The $845 billion deficit for the current year, as estimated by the Congressional Budget Office, hardly represents austerity, and is in fact a massive stimulus. The president says that he wants “sensible” deficit reduction, but simply offsetting sequester
spending cuts and higher taxes on the wealthy with other spending increases and
targeted tax cuts as above, really amounts to no deficit reduction at all.
Most observers agree that it is entitlement spending, especially for Medicare and Medicaid, which is the main driver of the national debt. Serious deficit reduction will not be achieved by further whittling away at discretionary spending, as wasteful as
some of it is. The president has proposed changing the way the Consumer Price Index is computed, by switching to a “chained CPI” which will save the federal government about $30 billion per year. This is a worthwhile change to make but represents a relatively modest savings by itself.
If the Democrats want to spend more money on “investments” and other forms of
fiscal stimulus, to try to speed up the recovery, they will have to get on board with serious reform of health entitlements. The rapidly exploding national debt is a far too serious and urgent problem to ignore any longer. The president might say that it should be addressed in a sensible manner, but postponement is no longer a sensible option.
Why is American Health Care So Expensive?
In the May 5, 2013, New York Times columnist Ross Douthat “What Health Insurance Doesn’t Do”, discusses a recent Oregon Medicaid experiment which shows that the Medicaid program improves health outcomes only slightly even though it does help people avoid huge medical bills. As Mr. Douthat goes on to explain, the Oregon result offers a valuable suggestion for how to make American health care overall much more efficient and less costly.

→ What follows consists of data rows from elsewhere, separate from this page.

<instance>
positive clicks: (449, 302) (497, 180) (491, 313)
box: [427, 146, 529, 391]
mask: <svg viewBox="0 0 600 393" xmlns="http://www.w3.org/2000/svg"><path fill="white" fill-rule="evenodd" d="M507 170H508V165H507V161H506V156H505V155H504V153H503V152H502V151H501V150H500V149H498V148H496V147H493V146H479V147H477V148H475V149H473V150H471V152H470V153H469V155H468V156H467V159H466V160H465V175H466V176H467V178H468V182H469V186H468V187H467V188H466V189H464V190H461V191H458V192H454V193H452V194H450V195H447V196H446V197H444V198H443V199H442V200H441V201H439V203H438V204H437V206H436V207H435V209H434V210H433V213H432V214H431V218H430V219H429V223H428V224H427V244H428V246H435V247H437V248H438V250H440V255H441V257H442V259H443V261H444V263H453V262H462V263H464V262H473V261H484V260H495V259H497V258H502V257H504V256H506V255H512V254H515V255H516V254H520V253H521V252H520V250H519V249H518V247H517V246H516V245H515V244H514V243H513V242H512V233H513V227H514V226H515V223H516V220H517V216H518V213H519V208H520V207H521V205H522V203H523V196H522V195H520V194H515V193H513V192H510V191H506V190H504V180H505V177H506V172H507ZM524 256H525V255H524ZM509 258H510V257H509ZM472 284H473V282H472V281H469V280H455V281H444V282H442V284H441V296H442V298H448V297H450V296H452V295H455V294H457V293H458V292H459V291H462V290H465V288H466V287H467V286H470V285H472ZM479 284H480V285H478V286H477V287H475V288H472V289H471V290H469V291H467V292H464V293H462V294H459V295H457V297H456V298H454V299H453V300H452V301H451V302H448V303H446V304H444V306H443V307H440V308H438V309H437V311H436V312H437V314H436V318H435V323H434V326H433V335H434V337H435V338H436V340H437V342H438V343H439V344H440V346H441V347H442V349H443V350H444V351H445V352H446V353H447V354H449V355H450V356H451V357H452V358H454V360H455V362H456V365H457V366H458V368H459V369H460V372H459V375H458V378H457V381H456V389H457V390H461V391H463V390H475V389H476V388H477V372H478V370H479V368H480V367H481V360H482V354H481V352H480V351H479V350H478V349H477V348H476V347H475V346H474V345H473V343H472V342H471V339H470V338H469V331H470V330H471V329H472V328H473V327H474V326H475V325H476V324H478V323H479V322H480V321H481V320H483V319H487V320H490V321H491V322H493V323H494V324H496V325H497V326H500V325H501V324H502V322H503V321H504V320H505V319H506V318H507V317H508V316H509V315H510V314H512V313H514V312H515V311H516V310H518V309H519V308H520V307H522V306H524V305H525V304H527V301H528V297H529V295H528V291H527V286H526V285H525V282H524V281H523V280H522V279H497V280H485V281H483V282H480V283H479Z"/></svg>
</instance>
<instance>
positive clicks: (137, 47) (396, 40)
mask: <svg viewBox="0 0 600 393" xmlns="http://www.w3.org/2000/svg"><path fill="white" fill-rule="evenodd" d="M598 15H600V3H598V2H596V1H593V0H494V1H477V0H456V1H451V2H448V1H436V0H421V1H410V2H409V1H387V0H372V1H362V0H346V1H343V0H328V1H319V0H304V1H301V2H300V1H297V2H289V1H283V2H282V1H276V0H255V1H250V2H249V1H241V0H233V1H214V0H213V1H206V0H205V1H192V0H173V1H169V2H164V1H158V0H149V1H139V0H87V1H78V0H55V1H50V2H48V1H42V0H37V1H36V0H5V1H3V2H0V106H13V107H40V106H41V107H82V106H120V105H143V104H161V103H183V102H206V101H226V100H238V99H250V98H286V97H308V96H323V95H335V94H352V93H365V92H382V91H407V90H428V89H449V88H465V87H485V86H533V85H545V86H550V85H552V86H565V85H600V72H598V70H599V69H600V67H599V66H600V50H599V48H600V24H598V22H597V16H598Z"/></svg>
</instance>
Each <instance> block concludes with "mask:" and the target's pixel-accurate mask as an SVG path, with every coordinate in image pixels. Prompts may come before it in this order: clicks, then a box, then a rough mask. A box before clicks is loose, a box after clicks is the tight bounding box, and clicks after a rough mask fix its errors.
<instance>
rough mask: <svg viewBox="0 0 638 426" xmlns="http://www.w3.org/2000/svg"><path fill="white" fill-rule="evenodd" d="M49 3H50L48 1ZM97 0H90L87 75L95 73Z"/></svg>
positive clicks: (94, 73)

The problem is that our health insurance system does not function like any other type of insurance. All other types of insurance such as for house or car protect only against actual disasters like a house burning down and not routine maintenance repairs which affect all of us on a regular basis. In other words, health insurance could and should be restricted to very expensive treatments such as for cancer, for example. Routine health problems, which affect everyone over a lifetime, even including end of life care, can and should be paid for with mechanisms such as health savings accounts, which can be rolled over from one year to the next.
A more elaborate discussion of the inefficiency of American health insurance, and how to fix it, is provided by David Goldhill in the NYT on February 17, 2013 “The Health Benefits that Cut Your Pay”, and also in his new book on health care referenced therein.

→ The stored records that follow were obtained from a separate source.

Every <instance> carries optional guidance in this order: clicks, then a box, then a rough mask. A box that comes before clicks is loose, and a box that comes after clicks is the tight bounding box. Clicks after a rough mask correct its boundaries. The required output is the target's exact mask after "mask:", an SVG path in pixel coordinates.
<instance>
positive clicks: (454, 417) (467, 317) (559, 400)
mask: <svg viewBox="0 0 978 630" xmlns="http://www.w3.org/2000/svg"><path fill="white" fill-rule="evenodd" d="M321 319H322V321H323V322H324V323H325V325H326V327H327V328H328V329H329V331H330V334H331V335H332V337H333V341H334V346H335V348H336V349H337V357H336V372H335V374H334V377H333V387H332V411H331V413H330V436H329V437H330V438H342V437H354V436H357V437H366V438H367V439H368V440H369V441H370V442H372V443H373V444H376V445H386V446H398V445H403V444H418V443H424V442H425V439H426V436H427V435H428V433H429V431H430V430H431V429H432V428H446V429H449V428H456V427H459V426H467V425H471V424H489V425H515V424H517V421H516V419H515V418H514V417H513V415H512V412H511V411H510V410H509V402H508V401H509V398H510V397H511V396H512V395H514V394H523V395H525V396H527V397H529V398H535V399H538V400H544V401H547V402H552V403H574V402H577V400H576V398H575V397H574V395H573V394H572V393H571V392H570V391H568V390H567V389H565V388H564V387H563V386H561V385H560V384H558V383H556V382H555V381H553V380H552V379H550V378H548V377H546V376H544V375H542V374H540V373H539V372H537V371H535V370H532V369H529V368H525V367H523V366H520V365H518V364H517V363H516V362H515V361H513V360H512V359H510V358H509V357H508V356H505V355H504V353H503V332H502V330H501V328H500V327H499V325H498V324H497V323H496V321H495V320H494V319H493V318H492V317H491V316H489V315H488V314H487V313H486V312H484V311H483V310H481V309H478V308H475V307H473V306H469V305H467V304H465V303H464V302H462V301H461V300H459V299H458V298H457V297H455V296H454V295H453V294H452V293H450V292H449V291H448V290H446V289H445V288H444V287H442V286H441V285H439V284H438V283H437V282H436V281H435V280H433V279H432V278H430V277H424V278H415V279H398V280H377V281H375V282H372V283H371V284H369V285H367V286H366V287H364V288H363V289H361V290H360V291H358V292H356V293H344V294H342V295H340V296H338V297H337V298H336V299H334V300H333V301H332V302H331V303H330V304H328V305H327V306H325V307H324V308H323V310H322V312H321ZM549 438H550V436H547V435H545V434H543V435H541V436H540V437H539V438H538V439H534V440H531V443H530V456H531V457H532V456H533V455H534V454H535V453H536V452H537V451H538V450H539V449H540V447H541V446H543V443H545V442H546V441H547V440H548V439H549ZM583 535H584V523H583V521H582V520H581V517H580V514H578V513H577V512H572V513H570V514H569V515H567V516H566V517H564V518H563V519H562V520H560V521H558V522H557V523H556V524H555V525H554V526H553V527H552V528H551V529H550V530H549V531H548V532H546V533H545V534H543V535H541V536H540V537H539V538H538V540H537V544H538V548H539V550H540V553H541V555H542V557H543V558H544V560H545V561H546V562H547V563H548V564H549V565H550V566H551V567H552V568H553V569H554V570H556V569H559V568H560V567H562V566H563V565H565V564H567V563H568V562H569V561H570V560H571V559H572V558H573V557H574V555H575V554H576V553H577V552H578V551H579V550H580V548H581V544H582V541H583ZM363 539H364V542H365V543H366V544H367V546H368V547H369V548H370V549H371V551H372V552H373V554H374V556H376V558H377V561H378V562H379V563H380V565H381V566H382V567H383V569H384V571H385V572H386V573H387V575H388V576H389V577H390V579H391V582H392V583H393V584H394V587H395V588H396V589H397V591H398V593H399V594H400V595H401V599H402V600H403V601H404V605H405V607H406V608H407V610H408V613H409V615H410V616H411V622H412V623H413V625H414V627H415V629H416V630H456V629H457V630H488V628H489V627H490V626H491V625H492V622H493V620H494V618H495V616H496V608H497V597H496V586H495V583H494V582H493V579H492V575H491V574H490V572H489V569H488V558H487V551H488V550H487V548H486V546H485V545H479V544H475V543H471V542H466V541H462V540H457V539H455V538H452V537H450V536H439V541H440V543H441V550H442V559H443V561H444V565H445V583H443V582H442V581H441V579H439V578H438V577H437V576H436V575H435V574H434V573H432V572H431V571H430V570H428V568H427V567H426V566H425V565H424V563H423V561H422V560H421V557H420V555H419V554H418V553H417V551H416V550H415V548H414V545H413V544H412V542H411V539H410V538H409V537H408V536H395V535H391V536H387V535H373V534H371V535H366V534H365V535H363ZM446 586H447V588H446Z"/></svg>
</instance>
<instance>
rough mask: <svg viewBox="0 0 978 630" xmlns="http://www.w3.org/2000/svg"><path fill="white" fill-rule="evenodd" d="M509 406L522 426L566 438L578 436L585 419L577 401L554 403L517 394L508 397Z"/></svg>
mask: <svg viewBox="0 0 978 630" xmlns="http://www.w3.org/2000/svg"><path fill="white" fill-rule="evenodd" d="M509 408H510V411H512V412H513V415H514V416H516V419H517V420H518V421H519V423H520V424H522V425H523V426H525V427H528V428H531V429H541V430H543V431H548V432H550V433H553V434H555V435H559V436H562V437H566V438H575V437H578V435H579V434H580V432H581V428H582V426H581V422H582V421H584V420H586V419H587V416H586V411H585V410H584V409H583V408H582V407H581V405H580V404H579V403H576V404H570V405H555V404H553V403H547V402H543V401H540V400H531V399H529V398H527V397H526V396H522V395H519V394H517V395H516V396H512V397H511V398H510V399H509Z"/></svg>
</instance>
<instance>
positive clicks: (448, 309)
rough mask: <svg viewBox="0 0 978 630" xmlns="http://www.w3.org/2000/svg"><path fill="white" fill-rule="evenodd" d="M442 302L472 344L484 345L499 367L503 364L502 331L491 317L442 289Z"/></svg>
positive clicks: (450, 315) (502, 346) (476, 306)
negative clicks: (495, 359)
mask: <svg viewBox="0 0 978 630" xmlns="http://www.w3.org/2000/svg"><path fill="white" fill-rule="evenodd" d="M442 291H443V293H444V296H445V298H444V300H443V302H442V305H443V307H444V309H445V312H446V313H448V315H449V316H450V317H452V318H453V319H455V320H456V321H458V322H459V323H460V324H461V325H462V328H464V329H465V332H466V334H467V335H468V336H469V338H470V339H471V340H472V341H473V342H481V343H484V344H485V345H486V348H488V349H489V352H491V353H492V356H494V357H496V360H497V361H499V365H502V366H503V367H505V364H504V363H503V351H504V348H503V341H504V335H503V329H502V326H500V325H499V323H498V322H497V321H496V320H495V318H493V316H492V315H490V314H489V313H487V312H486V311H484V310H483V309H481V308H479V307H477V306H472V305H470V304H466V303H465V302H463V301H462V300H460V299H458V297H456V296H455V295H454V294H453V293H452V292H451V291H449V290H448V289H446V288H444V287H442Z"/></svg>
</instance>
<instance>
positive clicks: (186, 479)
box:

Clearly the cost of health care is a huge fiscal and economic issue for our country. Health care entitlements, such as Medicare and Medicaid, are the main drivers of the national debt. The rapidly growing cost of Medicaid is also a huge problem at the state level because it is crowding out support for other essential major programs such as education and infrastructure improvements. The cost of private health care paid by employers holds back wage gains and is a major factor in the growing income inequality in American society.
It is time for Americans to demand action on health care costs from our national political leaders. It is a problem which affects almost all of us and therefore should be amenable to a bipartisan solution in Congress. We need to get this message out much more strongly!